Threading clarification

peterchen-intel · web-flow · commit c10cb6d7b83d · 2024-09-28T10:18:41.000+08:00
diff --git a/llm_bench/python/README.md b/llm_bench/python/README.md
@@ -138,4 +138,10 @@ For example, --load_config config.json as following in OpenVINO 2024.0.0 will re
 > If you encounter any errors, please check **[NOTES.md](./doc/NOTES.md)** which provides solutions to the known errors.
 ### 2. Image generation
 > To configure more parameters for image generation models, reference to **[IMAGE_GEN.md](./doc/IMAGE_GEN.md)**
-### 3. Threading
+### 3. CPU Threading
+
+OpenVINO uses [oneTBB](https://github.com/oneapi-src/oneTBB/) as default threading library, while Torch uses [OpenMP](https://www.openmp.org/). Both threading libraries have ['busy-wait spin'](https://gcc.gnu.org/onlinedocs/libgomp/GOMP_005fSPINCOUNT.html) by default. So in LLM pipeline, when inference on CPU with OpenVINO and postprocessing with Torch(For example: greedy search or beam search), there is threading overhead in the switching between inference(OpenVINO with oneTBB) and postprocessing (Torch with OpenMP).
+
+**Alternative solutions**
+1. Use --genai option which uses OpenVINO genai APIs instead of optimum-intel APIs and executes postprocessing with OpenVINO genai APIs.
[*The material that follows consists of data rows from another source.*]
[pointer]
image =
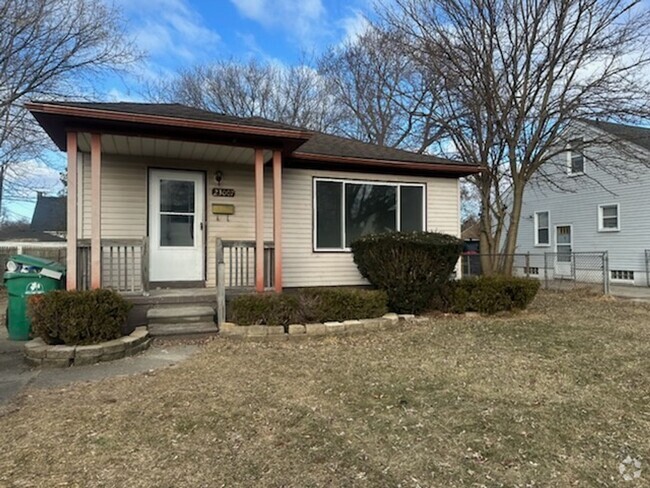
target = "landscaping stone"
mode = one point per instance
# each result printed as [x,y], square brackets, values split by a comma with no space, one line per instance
[113,347]
[315,329]
[89,352]
[60,352]
[56,363]
[334,327]
[354,326]
[227,327]
[275,330]
[36,349]
[404,317]
[257,331]
[37,353]
[296,329]
[372,324]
+2. Without --genai option which uses optimum-intel APIs, set environment variable [OMP_WAIT_POLICY](https://gcc.gnu.org/onlinedocs/libgomp/OMP_005fWAIT_005fPOLICY.html) to PASSIVE which will disable OpenMP 'busy-wait', and benchmark.py will also limit the Torch thread number to avoid using CPU cores which is in 'busy-wait' by OpenVINO inference.